Paul Rusesabagina became a hero during the 1994 Rwandan genocide when ruling Hutu majority extremists killed over 800,000 minority Tutsis and Hutu moderates in 100 days.

Rusesabagina sheltered more than 1,000 vulnerable people, mostly Tutsis targeted by government extremists, in the Hotel des Mille Collines, where he worked as a manager.


In 2005, then-U.S. President George W. Bush awarded Rusesabagina the Presidential Medal of Freedom.

He received the award after the Oscar-nominated film Hotel Rwanda told his story as an example of heroism during one of the world’s worst single atrocities since World War Two.

Rusesabagina has since become a pro-democracy activist and vocal critic of the perceived authoritarian President Paul Kagame, who came to power after the collapse of the Hutu-led Rwandan government that backed the genocide.

He was arrested in August 2020 after being lured from the United States and tricked onto a private plane from Dubai that was supposed to fly to Burundi.

Instead, the plane flew to Rwanda, where he was detained and sentenced in September 2021 to 25 years in jail for “terrorism” over his ties to an organization opposed to Kagame’s rule.
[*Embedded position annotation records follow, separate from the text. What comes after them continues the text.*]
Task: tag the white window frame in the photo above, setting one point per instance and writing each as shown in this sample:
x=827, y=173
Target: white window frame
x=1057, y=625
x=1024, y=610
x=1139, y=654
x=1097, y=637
He denied all charges and refused to participate in the trial, which he and his supporters called a political sham.

Rusesabagina and his supporters have said that Kagame made him a target after criticizing the government as repressive and undemocratic.


They accused the government of denying him fundamental human rights and refusing him access to legal counsel. The U.S. State Department also said Rusesabagina had been “wrongfully detained.”
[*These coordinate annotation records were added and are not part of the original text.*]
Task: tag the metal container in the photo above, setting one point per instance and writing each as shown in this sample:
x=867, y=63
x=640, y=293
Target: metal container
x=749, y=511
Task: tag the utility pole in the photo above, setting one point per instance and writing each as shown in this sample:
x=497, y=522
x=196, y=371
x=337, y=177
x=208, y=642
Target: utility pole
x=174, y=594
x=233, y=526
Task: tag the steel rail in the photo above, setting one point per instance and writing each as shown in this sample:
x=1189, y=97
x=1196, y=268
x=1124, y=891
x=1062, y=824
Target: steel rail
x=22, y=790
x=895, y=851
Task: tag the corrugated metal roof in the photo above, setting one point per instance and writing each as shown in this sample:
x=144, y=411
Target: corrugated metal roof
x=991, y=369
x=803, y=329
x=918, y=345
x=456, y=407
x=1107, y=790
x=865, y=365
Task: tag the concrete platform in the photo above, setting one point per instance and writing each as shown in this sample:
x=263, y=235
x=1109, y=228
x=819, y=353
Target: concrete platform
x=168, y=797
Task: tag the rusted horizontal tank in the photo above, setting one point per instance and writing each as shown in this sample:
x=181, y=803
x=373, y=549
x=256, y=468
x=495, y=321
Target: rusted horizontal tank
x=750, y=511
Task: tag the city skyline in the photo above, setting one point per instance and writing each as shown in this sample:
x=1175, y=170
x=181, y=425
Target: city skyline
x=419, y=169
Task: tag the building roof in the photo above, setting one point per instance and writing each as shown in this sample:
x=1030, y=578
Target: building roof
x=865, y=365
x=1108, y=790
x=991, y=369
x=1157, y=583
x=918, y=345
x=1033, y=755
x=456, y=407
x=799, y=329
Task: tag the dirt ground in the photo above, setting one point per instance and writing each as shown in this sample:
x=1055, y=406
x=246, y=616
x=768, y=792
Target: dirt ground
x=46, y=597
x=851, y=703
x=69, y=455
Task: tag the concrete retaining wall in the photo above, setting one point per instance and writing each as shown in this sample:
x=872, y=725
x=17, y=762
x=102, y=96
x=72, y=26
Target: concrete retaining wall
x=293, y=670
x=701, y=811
After requests for clemency and mounting international pressure, President Kagame finally ordered his release. However, government spokesperson Yolande Makolo stressed that “commutation of the sentence does not extinguish the underlying conviction.”

Qatar’s Foreign Ministry spokesperson Majid Al-Ansari said Rusesabagina would first be transferred to Qatar.
“He will then head to the United States of America,” Al-Ansari said.
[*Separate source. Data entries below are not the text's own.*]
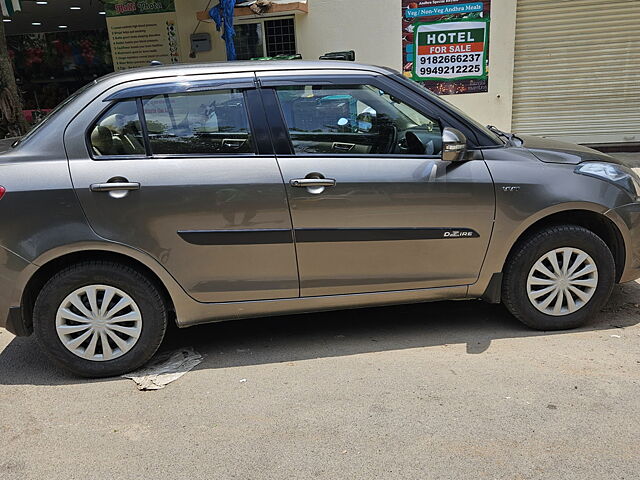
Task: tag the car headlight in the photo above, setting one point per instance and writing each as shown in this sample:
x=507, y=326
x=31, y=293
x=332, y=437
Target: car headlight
x=619, y=175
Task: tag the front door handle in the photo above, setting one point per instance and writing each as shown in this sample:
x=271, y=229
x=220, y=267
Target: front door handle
x=313, y=182
x=114, y=186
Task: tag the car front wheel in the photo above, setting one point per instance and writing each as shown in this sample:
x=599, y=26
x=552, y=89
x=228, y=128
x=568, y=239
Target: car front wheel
x=99, y=319
x=558, y=278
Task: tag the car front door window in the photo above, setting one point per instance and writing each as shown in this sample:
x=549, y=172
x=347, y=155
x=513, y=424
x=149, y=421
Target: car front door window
x=360, y=120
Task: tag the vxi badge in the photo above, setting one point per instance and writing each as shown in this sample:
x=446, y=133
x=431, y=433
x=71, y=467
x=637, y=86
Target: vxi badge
x=461, y=233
President Biden expressed appreciation for the news of Rusesabagina’s release. “Paul Rusesabagina by the government of Rwanda. Paul’s family is eager to welcome him back to the United States, and I share their joy at today’s good news,” Biden added in a statement.

“I thank the Rwandan government for making this reunion possible, and I also thank the government of Qatar for facilitating Paul’s release and return to the United States. I add my gratitude to those across the U.S. government who have worked with the government of Rwanda to achieve today’s happy outcome,” Biden said.

Analysts believe that the former hotelier’s release might help to ease Rwandan-U.S. tensions. Washington has repeatedly asked Rwanda to cease its support of the M23 armed group and to withdraw its troops from the neighboring Democratic Republic of the Congo (DRC).

Rwanda has denied military involvement in the DRC. The issue comes at a difficult moment for the United States as it seeks closer ties with Kagame amid growing regional instability and competition for influence in Africa from powers such as China.